Prior research in probiotics for kids with gastroenteritis was seriously flawed. Limitations included small studies, unclear outcomes, different product formulations, lack of blinding, allocation concealment etc. Also, many of the studies were performed in inpatients in other countries, and many of them were sponsored by the industry. Meta-analyses of these flawed studies showed a benefit, and in the absence of other options or better studies, parents and doctors started using them more and more, despite these limitations. Finally, because probiotics are marketed as dietary supplements, not drugs, manufacturers have few limits in claiming unproven benefits, and the probiotic industry is worth over 30 billion dollars worldwide and growing at a rampant pace.

It was therefore important to design a definitive high quality double blind randomized controlled trial to assess their effectiveness. We used one of the leading probiotic products in the US, LGG or Culturelle, which is also the product for which there was the most evidence supporting its use, and we set out to put it to the test.

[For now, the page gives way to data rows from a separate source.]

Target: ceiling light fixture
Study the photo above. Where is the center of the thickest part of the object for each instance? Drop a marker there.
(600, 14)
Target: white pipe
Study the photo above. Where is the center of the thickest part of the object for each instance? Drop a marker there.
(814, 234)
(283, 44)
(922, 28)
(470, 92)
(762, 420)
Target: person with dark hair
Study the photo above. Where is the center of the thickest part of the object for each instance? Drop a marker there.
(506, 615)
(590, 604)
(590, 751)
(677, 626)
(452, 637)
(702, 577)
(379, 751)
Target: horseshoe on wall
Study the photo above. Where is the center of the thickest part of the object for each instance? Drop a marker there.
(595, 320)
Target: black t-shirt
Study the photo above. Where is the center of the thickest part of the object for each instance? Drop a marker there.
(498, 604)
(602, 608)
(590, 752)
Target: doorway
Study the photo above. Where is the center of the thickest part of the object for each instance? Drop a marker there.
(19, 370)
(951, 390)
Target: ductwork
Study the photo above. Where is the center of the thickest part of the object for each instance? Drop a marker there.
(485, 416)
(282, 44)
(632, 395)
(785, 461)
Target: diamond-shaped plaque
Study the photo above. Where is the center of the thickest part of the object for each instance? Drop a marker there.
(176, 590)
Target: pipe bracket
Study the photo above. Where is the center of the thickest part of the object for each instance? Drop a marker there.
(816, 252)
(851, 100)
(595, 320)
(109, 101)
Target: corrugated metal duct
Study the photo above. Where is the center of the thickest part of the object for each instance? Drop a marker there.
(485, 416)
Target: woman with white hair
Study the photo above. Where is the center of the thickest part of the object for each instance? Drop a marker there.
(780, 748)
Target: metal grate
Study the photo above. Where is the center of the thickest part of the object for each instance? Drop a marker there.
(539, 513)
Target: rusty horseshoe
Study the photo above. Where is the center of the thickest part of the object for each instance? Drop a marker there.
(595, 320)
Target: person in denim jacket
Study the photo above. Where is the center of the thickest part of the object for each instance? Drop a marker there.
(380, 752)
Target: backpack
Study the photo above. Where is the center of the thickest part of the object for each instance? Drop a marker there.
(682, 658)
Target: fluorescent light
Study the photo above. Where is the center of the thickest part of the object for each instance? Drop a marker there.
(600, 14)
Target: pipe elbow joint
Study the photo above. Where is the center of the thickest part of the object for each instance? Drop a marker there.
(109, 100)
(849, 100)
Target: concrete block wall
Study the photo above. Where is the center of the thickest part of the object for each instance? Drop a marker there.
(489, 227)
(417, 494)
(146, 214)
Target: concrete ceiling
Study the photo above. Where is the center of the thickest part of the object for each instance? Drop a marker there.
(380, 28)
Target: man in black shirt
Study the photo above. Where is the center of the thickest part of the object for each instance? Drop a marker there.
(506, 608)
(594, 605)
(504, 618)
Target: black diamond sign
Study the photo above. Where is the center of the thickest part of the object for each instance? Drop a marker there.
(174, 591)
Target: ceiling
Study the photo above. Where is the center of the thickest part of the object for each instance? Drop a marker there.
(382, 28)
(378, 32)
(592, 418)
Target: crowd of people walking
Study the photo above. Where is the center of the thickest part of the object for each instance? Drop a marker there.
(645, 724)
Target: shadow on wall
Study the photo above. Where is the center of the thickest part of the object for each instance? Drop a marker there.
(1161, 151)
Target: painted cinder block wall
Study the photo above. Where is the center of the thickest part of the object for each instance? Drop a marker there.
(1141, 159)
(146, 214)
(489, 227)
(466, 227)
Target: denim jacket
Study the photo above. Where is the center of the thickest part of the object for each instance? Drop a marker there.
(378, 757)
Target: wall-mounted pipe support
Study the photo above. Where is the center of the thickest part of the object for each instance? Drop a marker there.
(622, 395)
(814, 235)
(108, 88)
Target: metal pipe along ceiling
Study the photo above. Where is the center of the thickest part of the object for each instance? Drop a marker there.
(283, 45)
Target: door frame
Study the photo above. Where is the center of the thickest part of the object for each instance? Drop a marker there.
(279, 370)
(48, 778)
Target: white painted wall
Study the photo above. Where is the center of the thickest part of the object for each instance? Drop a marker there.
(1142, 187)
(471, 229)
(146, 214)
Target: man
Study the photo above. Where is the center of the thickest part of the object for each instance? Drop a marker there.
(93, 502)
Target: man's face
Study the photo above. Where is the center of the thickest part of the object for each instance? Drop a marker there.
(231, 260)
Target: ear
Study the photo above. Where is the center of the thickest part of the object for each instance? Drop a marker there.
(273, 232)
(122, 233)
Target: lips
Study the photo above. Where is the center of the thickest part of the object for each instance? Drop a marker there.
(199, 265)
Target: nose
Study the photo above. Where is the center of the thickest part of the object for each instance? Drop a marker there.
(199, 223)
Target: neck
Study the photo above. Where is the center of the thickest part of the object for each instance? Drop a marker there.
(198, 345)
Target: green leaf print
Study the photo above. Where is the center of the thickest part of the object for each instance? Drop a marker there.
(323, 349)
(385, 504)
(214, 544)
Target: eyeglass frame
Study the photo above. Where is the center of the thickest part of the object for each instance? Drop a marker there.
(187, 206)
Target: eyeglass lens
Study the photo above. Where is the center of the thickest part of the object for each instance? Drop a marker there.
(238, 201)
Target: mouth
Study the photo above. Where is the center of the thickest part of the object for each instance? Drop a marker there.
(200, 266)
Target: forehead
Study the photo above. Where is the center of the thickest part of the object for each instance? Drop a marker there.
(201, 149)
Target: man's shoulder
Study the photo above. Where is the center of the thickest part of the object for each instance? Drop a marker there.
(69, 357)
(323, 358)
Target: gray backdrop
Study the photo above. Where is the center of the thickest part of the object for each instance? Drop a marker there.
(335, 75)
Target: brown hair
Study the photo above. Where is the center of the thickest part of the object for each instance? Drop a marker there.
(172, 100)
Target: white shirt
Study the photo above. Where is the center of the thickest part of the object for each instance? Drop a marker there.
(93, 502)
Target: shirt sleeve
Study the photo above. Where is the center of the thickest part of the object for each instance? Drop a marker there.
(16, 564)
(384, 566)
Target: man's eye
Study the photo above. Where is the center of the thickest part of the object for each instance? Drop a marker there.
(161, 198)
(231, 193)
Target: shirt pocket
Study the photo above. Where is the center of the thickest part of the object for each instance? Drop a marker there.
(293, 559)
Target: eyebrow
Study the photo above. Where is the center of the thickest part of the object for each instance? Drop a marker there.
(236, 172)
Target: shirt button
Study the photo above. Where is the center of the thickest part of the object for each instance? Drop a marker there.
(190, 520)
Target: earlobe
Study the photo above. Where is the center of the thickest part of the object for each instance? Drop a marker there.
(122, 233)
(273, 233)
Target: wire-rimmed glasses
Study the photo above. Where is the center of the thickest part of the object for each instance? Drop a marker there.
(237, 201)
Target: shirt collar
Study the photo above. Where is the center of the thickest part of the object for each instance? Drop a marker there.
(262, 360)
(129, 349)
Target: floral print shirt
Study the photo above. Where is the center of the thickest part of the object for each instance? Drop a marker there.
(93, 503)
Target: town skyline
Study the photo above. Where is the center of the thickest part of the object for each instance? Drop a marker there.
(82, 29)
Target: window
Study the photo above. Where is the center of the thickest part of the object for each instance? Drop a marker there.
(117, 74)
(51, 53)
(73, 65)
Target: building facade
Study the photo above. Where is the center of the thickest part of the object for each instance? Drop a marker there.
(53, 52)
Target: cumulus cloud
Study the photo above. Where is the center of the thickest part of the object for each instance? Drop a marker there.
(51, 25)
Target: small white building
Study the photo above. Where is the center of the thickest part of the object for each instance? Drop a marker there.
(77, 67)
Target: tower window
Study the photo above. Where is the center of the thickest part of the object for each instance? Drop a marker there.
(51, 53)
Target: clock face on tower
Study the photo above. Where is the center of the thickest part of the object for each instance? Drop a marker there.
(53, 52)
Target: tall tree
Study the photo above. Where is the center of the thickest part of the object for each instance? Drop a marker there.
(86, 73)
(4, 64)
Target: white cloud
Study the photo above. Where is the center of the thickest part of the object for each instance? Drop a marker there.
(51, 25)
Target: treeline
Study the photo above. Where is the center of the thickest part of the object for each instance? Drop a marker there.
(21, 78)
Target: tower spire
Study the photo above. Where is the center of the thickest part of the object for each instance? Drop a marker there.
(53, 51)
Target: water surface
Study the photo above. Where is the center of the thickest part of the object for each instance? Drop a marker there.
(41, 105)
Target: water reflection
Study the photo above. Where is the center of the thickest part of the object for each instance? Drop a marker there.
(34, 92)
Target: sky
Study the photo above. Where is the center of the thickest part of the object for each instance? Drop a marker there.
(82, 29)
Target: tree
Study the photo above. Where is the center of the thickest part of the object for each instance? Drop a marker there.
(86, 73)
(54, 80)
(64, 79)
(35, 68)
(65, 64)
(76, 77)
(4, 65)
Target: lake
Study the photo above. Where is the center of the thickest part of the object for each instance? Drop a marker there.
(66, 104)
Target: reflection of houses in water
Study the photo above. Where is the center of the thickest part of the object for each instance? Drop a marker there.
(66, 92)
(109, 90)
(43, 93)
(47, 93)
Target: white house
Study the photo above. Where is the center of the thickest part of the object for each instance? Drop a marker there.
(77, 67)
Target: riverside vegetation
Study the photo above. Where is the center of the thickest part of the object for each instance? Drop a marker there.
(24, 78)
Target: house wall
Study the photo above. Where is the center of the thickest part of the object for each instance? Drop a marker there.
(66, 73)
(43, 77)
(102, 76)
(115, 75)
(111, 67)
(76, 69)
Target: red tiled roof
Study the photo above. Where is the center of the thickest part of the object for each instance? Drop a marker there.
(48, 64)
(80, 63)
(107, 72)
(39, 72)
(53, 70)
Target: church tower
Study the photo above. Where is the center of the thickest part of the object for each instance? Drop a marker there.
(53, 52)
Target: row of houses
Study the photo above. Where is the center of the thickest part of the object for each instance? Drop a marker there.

In a few words, after studying close to 1000 patients with acute gastroenteritis in 10 US hospitals, we found that probiotics did not improve patient outcomes when compared to placebo. We looked at every outcome we could think of (combined gastroenteritis severity score, duration and severity of diarrhea and vomiting, duration of fever, unplanned health care visits, household transmission rates, daycare and work absenteeism) as well as in every subgroup (young vs older, on or off antibiotics, viral or bacterial GE, exclusively breast fed vs not) and the answer was always the same: there were absolutely no differences between the probiotic and the placebo.

How important was it that a large research network like PECARN support this study?

PECARN was essential in helping us plan, launch and conduct the study at 10 different sites in the US. Having the backing of such as robust network also helped us secure funding from the NIH.

There is another study that was performed in Canada – can you comment on what it showed and why a parallel study is valuable?

You are correct, Stephen Freedman from Calgary conducted a similar study in Canada, using a different probiotic, and the results are pretty much identical. That article is published in the same issue of the NEJM. The results of these two large and definitive studies do not imply that every probiotic is ineffective in every disease, but they give us pause in addressing an important issue: we should not be prescribing and spending billions of dollars in therapies that are not backed up by solid, high quality evidence. Metanalyses of limited and flawed studies provide limited and flawed recommendations, and about a third of them are debunked once a sufficiently powered RCT is conducted. And there are many such examples in the probiotic literature.

In summary, what do you now recommend regarding the use of probiotics in children with acute gastroenteritis?

Bottom line: Based on these studies we cannot recommend LGG (Culturelle) or Lacidofil for the treatment of acute gastroenteritis in children. I would not recommend parents spending money on these or other probiotics, for this or other conditions, until there are strong data supporting their use. Parents should spend their money in providing the best nutrition that they can afford to their children, including fruits and vegetables.

And for the scientific community: manipulating the microbiome to improve health outcomes is an emerging and exciting science which will require a sophisticated understanding of pathophysiology and high-quality studies. I would hope funding towards those studies outpace the rampant growth of the probiotic industry, but that is my moonshine dream.